My Secret Addiction
CHRISTINA G.
I first cut myself when I was 13. I was feeling depressed and dead inside. I noticed a box of blades lying on the kitchen shelf. I took a blade and carried it back to my room.
I closed the door, mulled it over for about a minute, and then made a small, vertical cut, about a centimeter long, to the underside of my left wrist. At first I felt nothing, as usual, and then came the pain—like a paper cut—and the feeling that a door had been opened. My heart beat really fast and I felt a rush; I felt powerful, and alive.
Two drops of bright blood appeared, darkening as they fused into one. I squeezed and scratched in order to make the cut bleed more. After about two more drops, the blood refused to come out. Then I went to lie down and soon after came down from the rush. I felt guilty about what I’d done.
But after about a week, I tried it again. Though it may seem hard to understand, it felt good to feel something after so long feeling nothing. And soon it became a regular part of my life.
A lot of the problems that finally led me to cut myself began back in elementary school. I was extremely shy and I found myself unable to go to school. At first it was the building itself I couldn’t enter. Then once I was inside the building, I couldn’t go into my classroom. I would become absolutely paralyzed at the entrance.
In junior high, I used to just sit in the stairwell and cry. Lots of days I’d decide to skip school completely. When I wasn’t in school, most days I’d stay home and watch television, read, write and play.
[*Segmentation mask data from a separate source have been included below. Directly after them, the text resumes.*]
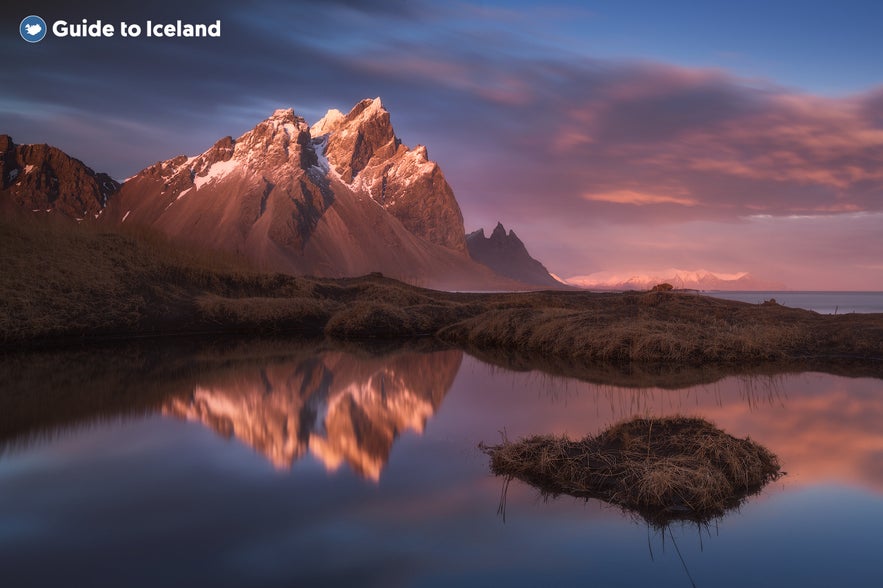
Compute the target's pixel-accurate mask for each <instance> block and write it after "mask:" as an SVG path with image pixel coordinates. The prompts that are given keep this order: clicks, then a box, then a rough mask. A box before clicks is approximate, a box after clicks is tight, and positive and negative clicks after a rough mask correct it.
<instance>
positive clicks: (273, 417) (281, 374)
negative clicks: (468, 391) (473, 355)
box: [163, 351, 463, 480]
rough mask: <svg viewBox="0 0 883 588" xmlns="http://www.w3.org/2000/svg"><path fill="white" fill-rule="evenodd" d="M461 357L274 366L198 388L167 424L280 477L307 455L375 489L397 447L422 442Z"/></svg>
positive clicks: (316, 361)
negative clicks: (424, 435) (199, 434)
mask: <svg viewBox="0 0 883 588" xmlns="http://www.w3.org/2000/svg"><path fill="white" fill-rule="evenodd" d="M462 357H463V355H462V352H459V351H442V352H436V353H431V354H419V353H401V354H398V355H394V356H390V357H385V358H357V357H355V356H353V355H351V354H347V353H341V352H327V353H323V354H320V355H317V356H314V357H310V358H307V359H300V360H292V361H280V362H273V363H270V364H266V365H262V366H255V367H253V368H250V369H241V370H237V371H236V373H235V374H230V375H228V376H224V377H219V378H211V379H207V380H205V381H201V382H200V383H199V384H197V385H196V386H195V388H194V389H193V392H192V394H189V395H186V396H183V397H181V396H176V397H174V398H171V399H169V400H168V401H167V402H166V403H165V404H164V405H163V412H164V413H165V414H169V415H174V416H178V417H181V418H185V419H188V420H192V421H198V422H201V423H203V424H204V425H206V426H208V427H210V428H211V429H213V430H214V431H216V432H217V433H218V434H220V435H224V436H226V437H235V438H237V439H239V440H240V441H242V442H243V443H245V444H247V445H249V446H251V447H253V448H254V449H255V450H256V451H258V452H260V453H262V454H263V455H264V456H266V457H267V459H268V460H270V461H271V462H272V463H273V465H274V466H276V467H277V468H288V467H291V465H292V464H293V463H294V462H295V461H297V460H298V459H300V458H302V457H304V456H305V455H307V454H308V453H309V454H311V455H313V456H314V457H315V458H317V459H318V460H320V461H321V462H322V463H323V464H324V465H325V467H326V468H327V469H328V470H329V471H333V470H336V469H338V468H339V467H340V466H341V465H342V464H347V465H348V466H349V467H350V468H352V469H353V470H354V471H356V472H357V473H359V474H360V475H362V476H364V477H366V478H369V479H372V480H378V479H379V478H380V472H381V470H382V469H383V466H384V465H385V464H386V462H387V461H388V459H389V454H390V451H391V450H392V446H393V442H394V441H395V439H396V438H397V437H398V436H399V435H400V434H401V433H403V432H405V431H414V432H417V433H422V432H423V429H424V428H425V426H426V422H427V420H428V419H429V418H430V417H431V416H432V415H433V414H434V413H435V411H436V410H437V409H438V407H439V406H440V405H441V402H442V400H443V399H444V396H445V394H446V393H447V391H448V389H449V388H450V387H451V384H452V383H453V381H454V377H455V376H456V375H457V371H458V370H459V368H460V363H461V361H462Z"/></svg>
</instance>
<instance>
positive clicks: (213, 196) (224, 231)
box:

For the first two years or so, that was pretty much OK. But after that, I began to hate myself—the school situation, my weight and my shyness. I began not to care about the way I dressed, or if I got dressed in the morning at all. I’d stay up all night watching television or I’d sleep half the day. I almost never went out.
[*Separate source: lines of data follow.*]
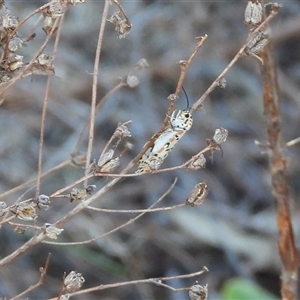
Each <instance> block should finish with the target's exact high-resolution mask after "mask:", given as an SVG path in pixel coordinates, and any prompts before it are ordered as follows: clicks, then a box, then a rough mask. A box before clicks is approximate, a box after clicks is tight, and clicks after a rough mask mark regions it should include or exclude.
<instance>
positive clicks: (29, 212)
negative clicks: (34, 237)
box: [10, 202, 37, 221]
mask: <svg viewBox="0 0 300 300" xmlns="http://www.w3.org/2000/svg"><path fill="white" fill-rule="evenodd" d="M10 211H11V212H12V213H13V214H15V215H16V216H17V218H18V219H20V220H24V221H33V220H35V219H36V218H37V214H36V204H35V203H34V202H21V203H18V204H16V205H13V206H11V208H10Z"/></svg>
I was like this until high school. All along, adults called me crazy. In elementary school, one social worker even told me I belonged in the psychiatric ward of the hospital.
My junior high principal said that if I didn’t go to class I would be taken away from my house and locked up. He once shoved me up the stairs, dragged me down the hall crying, and pushed me into my classroom. He told my class that I had “psychological problems.” Needless to say, I ran out of that school and never returned.
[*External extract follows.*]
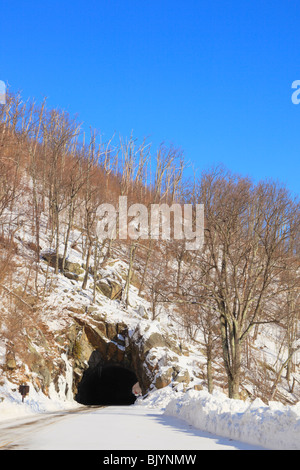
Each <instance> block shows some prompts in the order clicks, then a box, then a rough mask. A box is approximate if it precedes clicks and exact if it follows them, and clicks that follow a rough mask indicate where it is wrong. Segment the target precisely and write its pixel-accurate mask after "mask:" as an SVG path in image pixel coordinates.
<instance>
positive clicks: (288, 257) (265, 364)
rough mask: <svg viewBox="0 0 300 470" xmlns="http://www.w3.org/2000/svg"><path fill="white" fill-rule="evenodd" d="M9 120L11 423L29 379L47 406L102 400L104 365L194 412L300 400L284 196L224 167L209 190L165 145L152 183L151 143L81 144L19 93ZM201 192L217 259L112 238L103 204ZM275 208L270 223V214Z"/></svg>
mask: <svg viewBox="0 0 300 470" xmlns="http://www.w3.org/2000/svg"><path fill="white" fill-rule="evenodd" d="M0 126H1V127H0V130H1V140H0V149H1V154H0V165H1V174H0V180H1V189H0V222H1V239H0V246H1V259H0V263H1V266H0V267H1V272H0V302H1V319H0V369H1V382H0V398H1V403H0V413H1V408H2V410H3V412H4V414H5V409H6V410H7V409H9V406H8V404H11V403H14V402H18V403H19V404H20V403H21V396H20V395H19V394H18V387H19V385H20V384H21V383H26V384H29V385H30V394H29V398H30V400H32V405H33V407H36V406H38V407H39V406H40V409H41V410H42V409H43V406H45V409H48V407H49V403H50V402H51V403H53V406H58V403H61V404H63V406H68V403H72V404H74V403H73V400H75V401H76V400H78V402H79V403H83V404H96V403H93V402H92V401H91V400H93V399H94V398H92V395H93V394H92V392H91V391H90V387H91V385H89V384H91V383H92V382H93V381H94V380H95V377H94V376H93V374H92V371H93V369H95V370H97V371H99V370H100V369H101V371H102V370H104V368H105V367H108V366H109V365H114V366H120V367H121V368H123V369H125V370H127V371H128V370H130V371H131V372H132V373H134V374H135V378H136V380H137V381H138V382H139V384H140V387H141V390H142V396H143V397H144V399H145V400H146V399H147V397H149V396H152V394H155V393H156V392H157V391H158V390H163V389H166V390H171V391H172V393H173V394H175V396H176V393H177V394H178V397H179V396H180V399H181V400H184V399H185V398H184V396H185V394H187V395H186V396H187V397H189V396H190V397H192V398H191V403H192V402H193V400H194V393H197V392H199V393H200V391H203V392H205V393H206V392H207V391H209V392H213V391H215V392H216V393H221V394H223V395H224V397H225V395H229V396H230V398H240V399H242V400H246V402H248V401H250V402H253V401H255V400H256V399H260V400H262V401H263V402H264V403H265V404H268V403H269V402H276V401H277V402H279V403H281V404H283V405H296V404H297V403H298V402H299V397H300V370H299V225H298V224H299V206H297V205H296V203H295V202H294V201H290V200H289V199H288V196H287V194H286V192H285V191H284V190H283V189H282V188H279V189H278V188H277V187H275V186H272V185H271V186H268V185H267V184H266V185H263V184H261V185H259V186H258V187H253V186H252V183H250V182H249V181H248V180H247V179H243V178H235V177H233V176H232V175H229V176H228V175H227V174H226V173H224V172H221V173H218V175H219V176H218V179H215V180H213V177H212V175H213V173H208V174H206V175H204V176H203V179H202V181H201V182H200V183H199V184H200V185H199V186H198V187H195V182H191V181H189V180H187V179H185V177H184V173H183V169H184V166H185V164H184V160H183V156H182V154H181V153H180V152H179V151H177V150H176V149H174V148H165V147H164V146H162V147H160V148H159V149H158V150H157V152H156V154H155V178H151V177H150V176H149V175H151V174H152V173H151V171H149V148H148V147H147V145H146V144H145V142H143V143H142V144H140V145H138V144H137V143H136V140H135V139H133V138H131V139H129V140H128V141H123V140H121V141H120V143H119V144H118V146H116V145H115V144H113V143H112V142H111V141H110V142H108V143H106V144H103V143H101V144H99V146H97V143H96V137H95V134H94V133H92V134H91V139H90V141H89V142H88V143H86V141H85V143H80V140H79V137H80V133H79V130H78V129H79V125H77V123H76V121H73V120H72V119H71V118H70V117H69V116H67V115H66V114H65V113H63V112H60V111H57V110H49V111H48V110H46V109H45V107H44V105H42V106H41V107H37V106H35V105H34V104H31V105H30V104H29V105H27V107H24V105H22V104H21V100H20V97H19V96H18V95H11V96H10V98H9V100H8V104H7V106H6V107H4V106H3V107H2V116H1V124H0ZM148 171H149V172H148ZM152 172H153V168H152ZM220 175H221V176H220ZM152 176H153V175H152ZM214 177H215V176H214ZM216 182H217V184H216ZM197 191H199V194H200V196H201V198H203V199H204V201H206V204H205V205H204V206H205V209H206V210H207V212H206V224H207V225H206V227H207V228H206V245H205V246H206V250H207V251H206V252H205V250H203V251H204V254H203V252H202V251H200V250H199V251H198V252H196V253H194V252H189V251H187V250H186V249H185V247H184V244H183V243H182V242H181V241H178V240H175V241H172V240H171V242H169V241H161V240H158V241H157V240H152V239H143V238H142V237H138V238H136V239H130V237H126V238H125V239H124V240H120V239H109V238H107V239H106V240H104V241H103V240H99V239H98V238H97V231H96V230H95V223H96V214H97V209H98V208H99V205H101V204H103V203H110V204H113V203H114V204H115V206H117V201H118V199H119V197H120V196H124V195H126V196H127V198H128V203H132V204H137V203H139V204H144V206H145V207H149V205H150V204H152V203H157V204H158V203H168V204H172V203H173V202H180V203H191V202H193V201H195V200H196V199H195V198H196V196H197V194H198V193H197ZM211 194H213V196H211ZM262 194H263V198H262ZM208 195H209V198H208ZM200 196H199V197H200ZM250 197H251V198H253V199H250ZM205 198H207V199H205ZM254 198H256V199H254ZM204 201H203V202H204ZM220 201H221V202H222V207H220V206H219V204H220ZM272 201H273V202H274V201H276V210H270V207H271V206H270V205H269V204H271V202H272ZM251 204H253V206H251ZM254 204H256V205H255V210H253V211H252V209H251V210H247V211H245V207H246V206H247V207H250V208H252V207H254ZM283 206H284V210H285V212H284V217H285V218H284V220H285V224H284V227H283V225H282V220H283V219H282V218H283V212H282V211H283ZM273 207H274V206H273ZM277 208H278V211H277ZM262 209H263V210H264V222H263V223H261V222H260V220H259V219H255V217H256V216H257V214H258V213H259V211H260V210H261V211H262ZM279 209H280V210H281V212H279ZM239 211H240V212H239ZM276 211H277V212H276ZM297 211H298V212H297ZM274 214H275V216H276V217H275V216H274ZM246 216H247V217H248V218H247V220H246V221H245V218H246ZM292 216H293V218H291V217H292ZM217 217H221V218H222V224H223V225H222V227H226V230H227V232H226V243H227V242H228V245H227V249H228V251H227V252H226V254H228V258H227V259H225V257H224V256H225V255H224V253H225V251H224V253H223V258H224V259H223V264H222V270H220V273H221V274H222V276H223V274H224V272H225V268H226V269H227V270H228V271H227V272H225V274H224V276H226V275H227V276H228V277H227V278H226V279H225V278H224V279H225V280H224V284H222V283H223V280H222V279H221V281H222V282H221V281H220V280H218V269H219V261H218V260H217V261H216V263H215V265H213V264H212V260H213V257H214V255H215V253H216V252H218V256H219V253H220V251H219V250H220V247H222V246H225V242H224V239H223V238H222V236H223V235H224V233H225V230H224V233H223V232H222V231H221V232H220V233H219V232H218V231H217V230H218V227H219V225H220V224H219V222H218V220H219V219H217ZM288 217H290V219H288ZM297 217H298V218H297ZM279 220H280V221H281V222H280V224H281V225H280V226H279V225H275V224H278V223H279V222H278V221H279ZM288 220H289V222H287V221H288ZM213 227H214V228H215V231H214V230H213ZM253 227H255V230H254V229H253ZM287 227H288V230H287ZM252 229H253V230H254V231H253V232H252ZM253 233H255V237H253ZM217 237H220V238H219V239H218V238H217ZM230 237H231V238H230ZM272 237H273V238H272ZM248 238H249V240H250V241H249V240H248ZM273 239H274V241H273V242H272V240H273ZM216 240H218V244H216ZM270 240H271V241H270ZM287 241H288V243H287ZM248 242H249V243H248ZM271 242H272V243H273V245H272V243H271ZM287 245H288V246H287ZM249 253H250V255H249ZM248 255H249V257H248V258H247V256H248ZM245 260H246V261H245ZM225 261H226V262H225ZM270 266H271V267H272V269H273V270H270ZM213 269H214V270H215V274H213V275H212V274H211V273H212V271H213ZM217 282H221V283H220V284H217ZM224 286H226V295H227V297H226V295H225V294H224V298H223V299H222V305H226V309H227V310H226V309H225V310H224V311H222V309H221V307H220V305H221V302H219V303H218V300H219V298H220V295H221V294H220V292H222V288H223V287H224ZM254 286H255V288H254ZM247 289H248V291H247ZM245 292H248V293H247V295H248V297H245V299H246V300H245V301H243V295H244V294H245ZM249 296H250V297H251V296H252V297H251V302H250V300H249V299H250V297H249ZM262 299H263V300H262ZM238 302H239V307H240V309H241V311H242V306H243V308H244V318H243V323H241V324H238V321H239V317H238V314H237V313H236V311H235V310H234V309H235V308H236V306H237V303H238ZM243 302H244V303H243ZM253 305H254V306H253ZM246 307H247V308H246ZM231 308H232V310H233V311H232V314H233V317H230V315H231V313H230V309H231ZM232 318H233V319H234V320H233V321H232ZM224 322H226V328H225V330H226V331H225V333H226V335H225V336H226V338H227V339H228V343H227V344H225V343H224V341H225V339H224V338H225V337H224V336H223V332H222V328H223V327H224ZM232 324H233V325H234V328H235V329H237V328H238V327H240V328H241V330H240V336H239V335H236V336H237V338H236V339H234V338H233V337H234V328H233V329H231V328H232ZM235 333H236V330H235ZM233 339H234V341H233ZM225 346H226V347H225ZM226 348H227V353H226ZM238 348H239V353H240V355H239V356H238V355H237V349H238ZM225 353H226V354H227V355H226V354H225ZM234 360H236V362H234ZM99 368H100V369H99ZM106 370H107V369H106ZM233 372H234V373H235V374H236V375H233V378H234V380H232V381H231V380H230V377H231V375H232V374H233ZM124 380H125V379H124ZM126 380H127V379H126ZM182 394H183V397H182ZM82 397H84V398H82ZM49 399H50V402H49ZM139 400H141V398H139ZM27 403H28V402H27ZM37 403H40V405H37ZM45 403H46V405H45ZM18 409H19V407H18ZM169 410H171V411H172V412H173V413H174V409H172V407H170V408H169Z"/></svg>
Everyone tried to take control of my life and find out what was “wrong” with me. I was sent to a therapist against my will. They tried to push me and guide me, but they only succeeded in backing me further into the corner I was in. I began to trust only myself and became even more depressed.
By the time I was 13, I found myself growing more and more apathetic. The first therapist I ever liked had gone on leave and I got shifted to a woman who I hated almost as much as I hated myself.
It was at that time that I started cutting myself. I would think about it first and then finally decide doing it was better than not doing it. In the beginning I usually just made one cut at a time, every few days or so. But after a while I began to make more cuts.
By the time I was 14, I was doing it several times a day, and sometimes I’d even slash myself many times in hidden places, like my chest. Most of the cuts were in places where I figured no one would ever see or think that it was deliberate.
image by Thomas Yip
I could pass off cuts on my fingers for paper cuts, for example, and cuts on my arms as accidents. I’m a very private person, so I kept it hidden as best I could. (I guess there was also a little vanity, because I never cut myself too deep in places where I didn’t want scars.)